Nonbank lenders are looking to grab more market share after the failure of Silicon Valley Bank, anticipating that a gaping hole in the venture debt market will create new opportunities.

SVB's lending business may yet survive. The bank, now doing business as Silicon Valley Bridge Bank under FDIC control, announced overnight that it has resumed its deposit and lending services.

The bridge bank said it intends to make new loans and honor all existing credit facilities. It remains unclear if the bank has found a buyer for its loan book, but several private equity firms including Apollo Global Management, Blackstone and KKR reportedly are considering purchasing the assets.

Nevertheless, more private lenders are seeing rising demand from venture-backed companies scrambling for new loans. These dealmakers also expect that shrinking sources of debt capital will allow lenders to charge higher rates, resulting in a more attractive risk-return profile for new venture loans.

Some advisers also anticipate that lenders will be more conservative in lending practices until the fog of uncertainty clears.

SVB's collapse and the private market fallout: Complete coverage

The VC ecosystem is worried that other banks could encounter similar issues as SVB, heightening the appeal of nonbank lenders for startups and their investors on the hunt for debt financing. Unlike banks, this class of lenders doesn't depend on deposits to make money, making them appear safer in the current environment.

"We are seeing quite a bit of demand from high growth companies and from venture capital firms that are supporting these companies," said Theodore Koenig, CEO of Monroe Capital, a middle-market lender.

Even though the US government stepped in to protect depositors, the failure at SVB —along with the shutdown of New York-based Signature Bank—rocked confidence in regional and small-sized banks.

"The market is stable now, but it's not going to satisfy all these concerns," Koenig said.

Monroe, which is known for making direct loans to companies that have positive cash flows, acquired venture debt firm Horizon Technology Finance in February as it sought to expand into venture lending, attracted by the asset class's appealing return profile, according to Koenig.

Lenders said demand for venture debt was frantic over the weekend and continued to pick up through Monday, with some SVB clients approaching borrowers multiple times per day.

"I'm getting texts from my investors that are like 'Merry Christmas,'" Zack Ellison, founder and CIO of Applied Real Intelligence, a venture debt asset manager, said Friday.

The pendulum shifts

SVB's attractive debt packages made it a leader in the market by offering loans that were much cheaper than those offered by nonbank lenders.

"The terms for those [nonbank lenders] are never great," said Paul Lanzi, co-founder of cybersecurity startup Remediant, which banked with SVB until it was acquired last year. "We talked with a couple of those types of companies and the terms they were offering were not as good as what we ultimately got from SVB, but they weren't that far off."

SVB's venture debt terms were especially attractive as the price of debt financing skyrocketed along with rising interest rates.

Some nonbank competitors are hoping that with SVB out of the picture, startups will be more willing to accept the higher price.

"A lot of these startup companies and venture-backed firms are going to have fewer options for borrowing," Koenig said. "You are going to see less supply and more demand, and that means pricing will invariably go up."

Lenders under scrutiny

The SVB debacle also made many people question the health of other venture lenders, even though the bank's collapse was triggered by revelations about missteps in managing its bond portfolio.

Several lenders in recent days have made announcements to bolster confidence in their financial health.

Hercules Capital on Monday provided a deep dive into the firm's financial conditions, a move meant to shore up investors' and consumers' trust in the lender's liquidity positions.

The firm said it had roughly $1 billion of liquidity to fund new investments at the end of last year.

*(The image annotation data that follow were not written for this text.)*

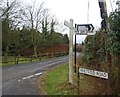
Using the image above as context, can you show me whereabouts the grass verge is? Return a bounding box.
[38,64,108,95]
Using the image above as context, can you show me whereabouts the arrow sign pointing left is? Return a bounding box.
[76,24,94,31]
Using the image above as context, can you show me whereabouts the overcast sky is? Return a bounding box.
[23,0,116,42]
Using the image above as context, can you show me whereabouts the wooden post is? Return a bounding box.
[64,19,74,84]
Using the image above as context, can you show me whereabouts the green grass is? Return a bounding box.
[0,56,40,66]
[38,64,109,95]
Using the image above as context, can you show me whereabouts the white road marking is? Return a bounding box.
[27,75,35,79]
[8,68,15,70]
[35,72,42,76]
[22,77,27,80]
[18,72,42,82]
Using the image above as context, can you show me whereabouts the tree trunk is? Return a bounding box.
[5,47,9,63]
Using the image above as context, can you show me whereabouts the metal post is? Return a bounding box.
[69,19,73,84]
[74,35,76,73]
[78,67,80,95]
[64,19,74,84]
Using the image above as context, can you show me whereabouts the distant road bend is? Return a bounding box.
[2,55,80,95]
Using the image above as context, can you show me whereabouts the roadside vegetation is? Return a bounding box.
[38,64,107,95]
[39,11,120,95]
[0,0,69,66]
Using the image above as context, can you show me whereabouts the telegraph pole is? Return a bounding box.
[64,19,74,84]
[116,0,120,12]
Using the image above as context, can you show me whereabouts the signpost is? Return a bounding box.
[64,19,74,84]
[75,24,94,35]
[79,68,108,79]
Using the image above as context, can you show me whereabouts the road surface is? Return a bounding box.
[2,53,79,95]
[2,56,68,95]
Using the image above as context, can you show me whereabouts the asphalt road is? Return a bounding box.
[2,56,68,95]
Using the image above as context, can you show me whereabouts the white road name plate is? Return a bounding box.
[79,68,108,79]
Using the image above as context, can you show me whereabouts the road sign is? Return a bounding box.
[64,19,74,84]
[75,24,94,35]
[79,68,108,79]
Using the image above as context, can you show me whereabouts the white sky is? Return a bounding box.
[23,0,116,42]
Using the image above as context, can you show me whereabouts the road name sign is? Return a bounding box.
[79,68,108,79]
[75,24,94,35]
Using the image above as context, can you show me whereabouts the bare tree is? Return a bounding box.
[0,0,20,62]
[21,2,47,57]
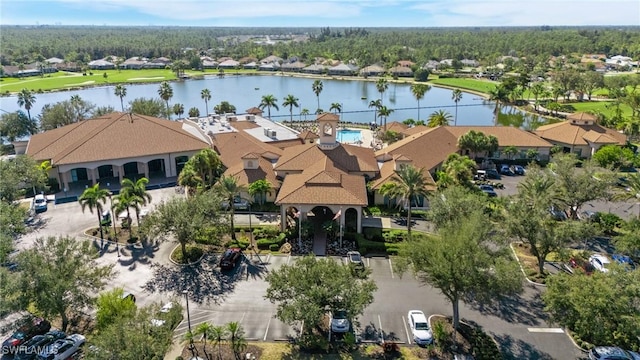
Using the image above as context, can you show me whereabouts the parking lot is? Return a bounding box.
[175,255,583,359]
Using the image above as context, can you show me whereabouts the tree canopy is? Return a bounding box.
[265,256,377,327]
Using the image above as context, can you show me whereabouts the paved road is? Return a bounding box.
[11,189,592,360]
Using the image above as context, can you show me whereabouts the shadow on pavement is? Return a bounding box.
[143,254,243,304]
[468,289,547,326]
[491,334,556,360]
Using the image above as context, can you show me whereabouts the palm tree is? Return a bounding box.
[380,165,434,239]
[187,149,223,189]
[120,177,153,228]
[112,191,142,241]
[18,88,36,120]
[378,105,393,132]
[311,80,322,109]
[249,179,273,205]
[411,84,431,121]
[369,99,382,125]
[282,94,298,123]
[300,109,309,121]
[78,183,110,240]
[451,89,462,126]
[158,81,173,120]
[193,321,215,359]
[258,94,280,120]
[376,78,389,104]
[458,130,487,159]
[227,321,247,360]
[211,326,228,360]
[329,103,342,114]
[216,175,246,240]
[427,109,452,127]
[173,103,184,119]
[114,84,127,112]
[438,153,476,187]
[200,89,211,116]
[489,84,509,126]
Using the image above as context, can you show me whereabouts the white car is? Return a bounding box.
[331,310,351,333]
[407,310,433,345]
[37,334,85,360]
[589,254,611,273]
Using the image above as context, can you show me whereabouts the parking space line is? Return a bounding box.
[262,316,271,341]
[402,315,411,345]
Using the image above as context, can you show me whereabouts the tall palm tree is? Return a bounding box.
[369,99,382,125]
[311,80,322,109]
[111,192,142,240]
[380,165,434,239]
[489,84,509,126]
[200,89,211,116]
[158,81,173,120]
[227,321,247,360]
[378,105,393,132]
[173,103,184,119]
[282,94,298,123]
[300,108,309,121]
[120,177,153,228]
[114,84,127,112]
[193,321,214,359]
[258,94,280,119]
[216,175,246,240]
[411,84,431,121]
[427,109,452,127]
[18,88,36,120]
[376,78,389,105]
[451,89,462,126]
[78,183,110,240]
[187,149,223,189]
[211,326,228,360]
[329,103,342,114]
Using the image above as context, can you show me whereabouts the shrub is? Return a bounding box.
[593,212,622,235]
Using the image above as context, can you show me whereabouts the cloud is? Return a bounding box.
[55,0,362,21]
[408,0,640,26]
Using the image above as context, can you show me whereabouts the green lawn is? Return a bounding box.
[0,69,256,93]
[430,78,496,94]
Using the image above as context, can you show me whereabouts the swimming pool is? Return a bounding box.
[337,129,362,144]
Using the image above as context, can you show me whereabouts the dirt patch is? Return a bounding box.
[182,342,262,359]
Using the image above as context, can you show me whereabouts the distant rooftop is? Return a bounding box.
[181,114,300,143]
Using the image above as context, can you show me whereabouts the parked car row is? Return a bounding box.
[0,316,85,360]
[565,254,636,275]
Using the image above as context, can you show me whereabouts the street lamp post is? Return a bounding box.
[182,290,193,349]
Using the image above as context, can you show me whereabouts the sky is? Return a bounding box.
[0,0,640,27]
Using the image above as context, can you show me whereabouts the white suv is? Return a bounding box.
[407,310,433,345]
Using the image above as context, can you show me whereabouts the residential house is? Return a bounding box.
[328,63,358,76]
[534,112,627,158]
[389,66,413,77]
[218,59,240,69]
[26,112,210,195]
[360,64,385,76]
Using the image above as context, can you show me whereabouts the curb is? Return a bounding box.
[169,244,205,267]
[509,242,547,287]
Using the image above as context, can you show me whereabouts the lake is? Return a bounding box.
[0,75,544,126]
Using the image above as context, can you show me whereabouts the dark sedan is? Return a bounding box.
[220,248,242,270]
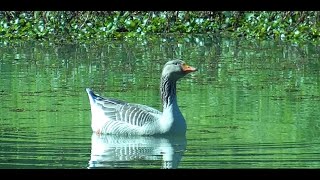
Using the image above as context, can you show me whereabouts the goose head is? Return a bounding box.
[162,59,197,82]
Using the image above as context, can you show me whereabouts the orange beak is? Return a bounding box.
[182,64,197,73]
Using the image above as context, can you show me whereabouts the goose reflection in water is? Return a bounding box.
[88,133,187,169]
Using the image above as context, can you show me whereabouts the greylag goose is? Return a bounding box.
[86,59,197,135]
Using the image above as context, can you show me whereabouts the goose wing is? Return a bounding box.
[95,97,162,127]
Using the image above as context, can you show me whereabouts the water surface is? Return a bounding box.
[0,35,320,169]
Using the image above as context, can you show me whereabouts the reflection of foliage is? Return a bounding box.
[0,34,320,168]
[0,11,320,43]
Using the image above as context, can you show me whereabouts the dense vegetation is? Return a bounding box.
[0,11,320,44]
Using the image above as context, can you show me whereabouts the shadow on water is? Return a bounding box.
[88,133,187,169]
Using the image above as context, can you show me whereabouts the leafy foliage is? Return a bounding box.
[0,11,320,43]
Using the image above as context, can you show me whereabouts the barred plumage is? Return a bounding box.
[86,60,196,135]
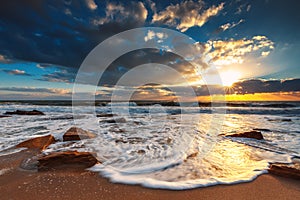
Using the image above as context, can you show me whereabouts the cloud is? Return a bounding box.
[0,87,71,95]
[85,0,98,10]
[37,69,76,83]
[144,30,168,42]
[0,55,10,63]
[152,0,224,32]
[0,0,147,68]
[203,35,274,65]
[2,69,31,76]
[230,79,300,94]
[93,2,148,25]
[215,19,245,33]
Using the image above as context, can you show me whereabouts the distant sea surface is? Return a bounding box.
[0,101,300,190]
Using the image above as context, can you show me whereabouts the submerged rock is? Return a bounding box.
[268,163,300,179]
[0,115,10,118]
[63,127,96,141]
[226,131,264,140]
[100,117,126,124]
[38,151,100,171]
[16,135,56,150]
[253,128,272,132]
[4,110,45,115]
[97,113,116,117]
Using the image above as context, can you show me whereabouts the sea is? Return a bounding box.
[0,101,300,190]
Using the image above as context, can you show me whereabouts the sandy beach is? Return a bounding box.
[0,151,300,200]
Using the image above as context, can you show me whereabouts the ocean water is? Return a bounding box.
[0,102,300,190]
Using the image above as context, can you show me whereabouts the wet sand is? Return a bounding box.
[0,151,300,200]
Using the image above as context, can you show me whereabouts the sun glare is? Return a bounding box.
[220,70,241,87]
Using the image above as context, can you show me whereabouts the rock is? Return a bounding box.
[253,128,272,132]
[137,149,146,154]
[226,131,264,140]
[4,110,45,115]
[97,113,116,117]
[268,163,300,179]
[0,115,10,118]
[100,117,126,124]
[63,127,96,141]
[186,152,198,159]
[16,135,56,150]
[38,151,100,171]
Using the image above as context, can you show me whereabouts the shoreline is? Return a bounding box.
[0,150,300,200]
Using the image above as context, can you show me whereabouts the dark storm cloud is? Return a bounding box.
[0,87,71,94]
[2,69,31,76]
[0,0,147,68]
[232,79,300,94]
[38,70,76,83]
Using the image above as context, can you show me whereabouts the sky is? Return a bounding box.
[0,0,300,101]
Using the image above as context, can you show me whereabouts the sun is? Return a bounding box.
[220,70,241,87]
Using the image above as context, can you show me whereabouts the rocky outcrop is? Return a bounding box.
[4,110,45,115]
[97,113,116,117]
[63,127,96,141]
[100,117,126,124]
[268,163,300,179]
[38,151,100,171]
[16,135,55,150]
[226,131,264,140]
[0,115,10,118]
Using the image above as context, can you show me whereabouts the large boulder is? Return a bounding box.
[97,113,116,117]
[268,163,300,179]
[63,127,96,141]
[38,151,100,171]
[100,117,126,124]
[0,115,10,118]
[16,135,55,150]
[226,131,264,140]
[4,110,45,115]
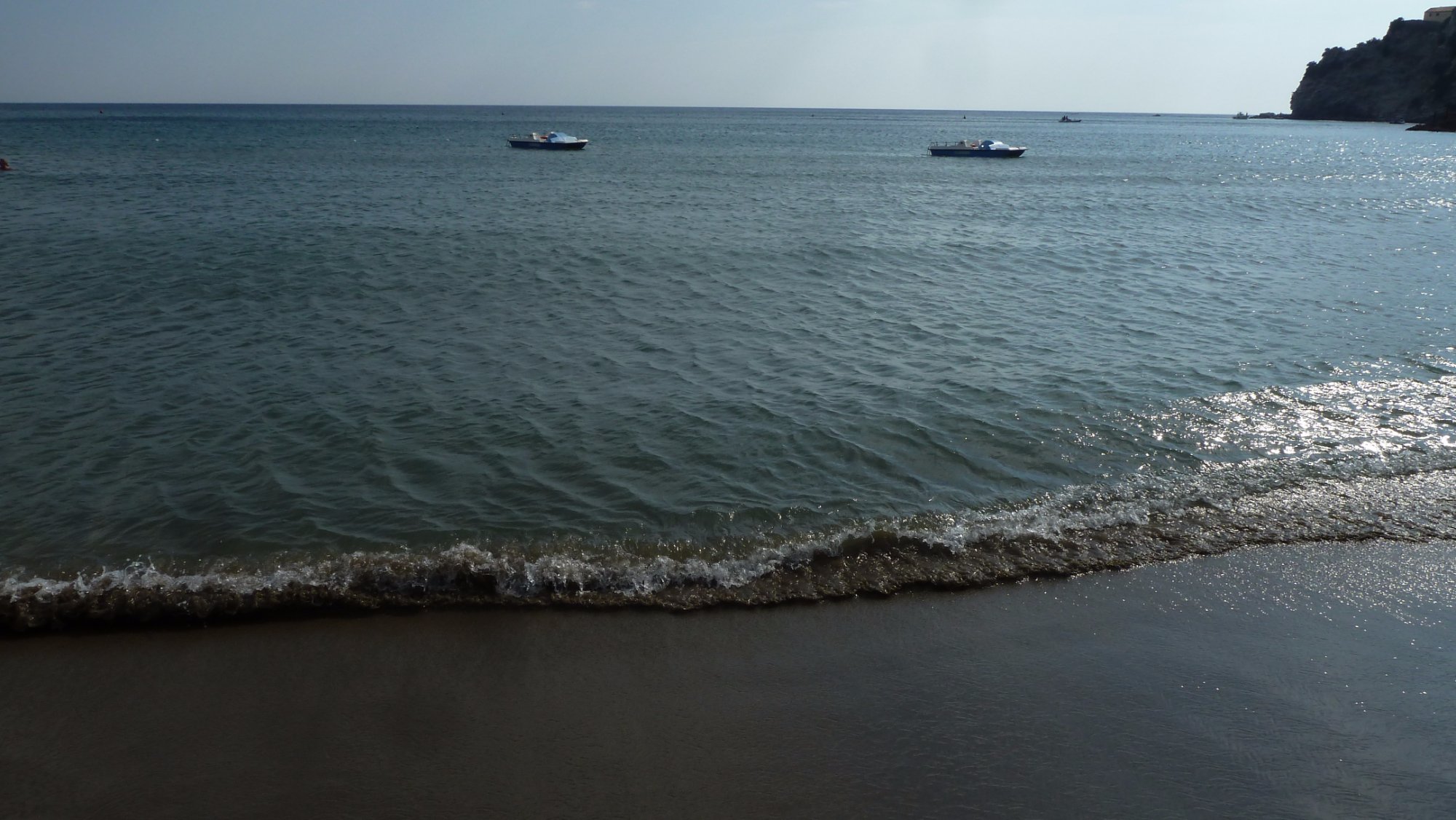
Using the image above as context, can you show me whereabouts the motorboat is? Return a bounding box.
[930,140,1026,159]
[507,131,587,151]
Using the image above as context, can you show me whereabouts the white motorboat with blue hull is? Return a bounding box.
[930,140,1026,159]
[507,131,587,151]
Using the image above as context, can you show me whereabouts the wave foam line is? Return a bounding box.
[0,462,1456,632]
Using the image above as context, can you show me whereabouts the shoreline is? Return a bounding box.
[0,542,1456,817]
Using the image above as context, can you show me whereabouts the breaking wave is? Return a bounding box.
[11,446,1456,632]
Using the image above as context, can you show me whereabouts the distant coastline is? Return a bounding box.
[1290,10,1456,130]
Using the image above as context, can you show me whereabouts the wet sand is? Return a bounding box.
[0,545,1456,819]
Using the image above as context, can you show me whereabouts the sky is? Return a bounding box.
[0,0,1427,114]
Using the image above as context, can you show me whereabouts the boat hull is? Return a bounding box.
[507,140,587,151]
[930,146,1026,159]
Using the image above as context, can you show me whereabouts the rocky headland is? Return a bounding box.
[1290,17,1456,130]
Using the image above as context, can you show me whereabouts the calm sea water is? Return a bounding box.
[0,105,1456,628]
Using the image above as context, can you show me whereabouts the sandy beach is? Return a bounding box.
[0,543,1456,819]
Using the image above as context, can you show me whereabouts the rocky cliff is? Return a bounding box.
[1289,17,1456,122]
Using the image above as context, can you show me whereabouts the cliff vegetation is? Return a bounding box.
[1290,17,1456,122]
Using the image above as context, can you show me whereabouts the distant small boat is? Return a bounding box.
[507,131,587,151]
[930,140,1026,159]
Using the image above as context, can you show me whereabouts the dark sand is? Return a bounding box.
[0,545,1456,819]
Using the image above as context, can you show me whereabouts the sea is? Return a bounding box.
[0,105,1456,632]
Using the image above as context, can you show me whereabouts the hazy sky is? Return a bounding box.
[0,0,1427,114]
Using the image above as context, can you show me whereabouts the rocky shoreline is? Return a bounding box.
[1290,17,1456,131]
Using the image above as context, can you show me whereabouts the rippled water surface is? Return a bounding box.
[0,106,1456,623]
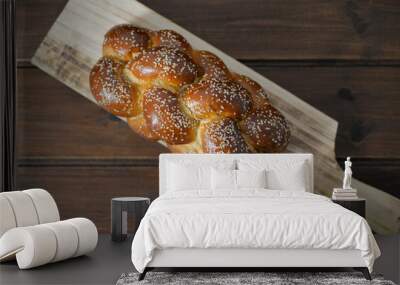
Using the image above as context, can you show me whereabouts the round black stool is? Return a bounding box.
[111,197,150,241]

In addition, Hercules obtained credit from its banks and raised nearly $60 million in new capital so far this year through equity sales.

"We're seeing a lot of lenders become overly communicative—which is probably a good thing—to come out and say, 'Look at us. We're not in trouble,'" said Bardia Moayedi, a lawyer at Snell & Wilmer.

Some believe lenders may also become more cautious about originating new loans to startups before the uncertainty surrounding the venture banking system settles.

Thomas Smale, CEO of FE International, a tech-focused M&A advisory firm, said he expects lenders in coming weeks to be more risk-averse than usual. While it's still early days, Smale said it's possible that lenders may shift their policies and rates or even halt lending entirely until the ecosystem calms.

In the long-term, higher interest rates will be the factor that puts more pressure on startups and make them forswear debt financing.

"My guess would be in the next month or so it'll be almost business as usual and back to interest rates being the big challenge," Smale said.